Challenging market drives reinsurer M&AReprints
Mergers and acquisitions are likely to continue in the reinsurance space, largely as a product of challenging market conditions, according to a panel discussion Tuesday at the Property Casualty Insurers Association of America's annual conference.
“Certainly, it's been an exceptional year,” for mergers and acquisitions, said Bryon Ehrhart, CEO of Aon Benfield Americas in Chicago. “We've been saying for some time that conditions were right for motivated buyers and sellers to bring more efficiency into the expense structures of traditional reinsurers.”
Yet despite this level of activity, there is “plenty of room left for consolidation within the reinsurance industry,” said Mr. Ehrhart.
The next phase of consolidation will likely be among reinsurers with “sub-$2 billion balance sheets,” said Mr. Ehrhart.
“I think it's a natural progression in a very challenging market for people looking for opportunities for growth,” said James Bradshaw, CEO of Willis Re North America.
“Top-line growth has been very, very difficult for the last four or five years now, and it's a lot easier to bulk up than to try to do it organically in this market,” said Tad Montross, chairman, president and CEO of General Re Corp. in Stamford, Connecticut.

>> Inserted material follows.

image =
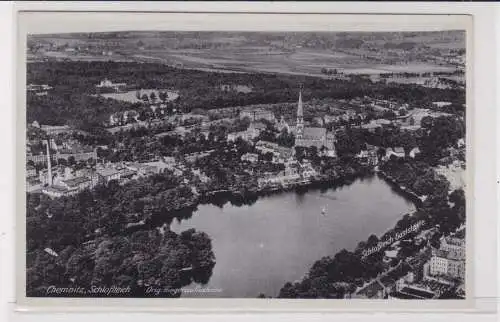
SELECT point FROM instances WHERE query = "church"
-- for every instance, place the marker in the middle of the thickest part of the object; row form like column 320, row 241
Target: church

Such activity is likely to proceed for the next two years.
“I don't think anyone sees it abating over the next 18 to 24 months,” said Mr. Bradshaw.
Scale is becoming increasingly important and helping to drive mergers and acquisitions among those seeking critical mass.
“I think the scale issue is obviously a very important one,” said Mr. Montross.
“Today, the $1 billion threshold is not adequate, at least that's the perception,” he said. “$5 billion in capital or thereabouts is probably where people have to be to be considered relevant.”
There may even be elements of a herd mentality setting in in the M&A arena.
“I think it's going to continue, and I think you have to look at the psychology of it as well,” said Nancy Millette Bewlay, managing director and head of casualty underwriting for the U.S. and Canada with Swiss Re Ltd. in Armonk, New York.
“Everybody steps back and says, 'Should I be looking at diversifying? Should I be looking at partnering? And if I'm not doing that, do I lose a competitive edge?'” said Ms. Bewlay.
It does feel like there's a bit of 'me too' potentially out there,” said Tim Gardner, CEO of U.S. operations for Guy Carpenter & Co. L.L.C. in New York, adding that he thinks it will be “a space to watch” going forward.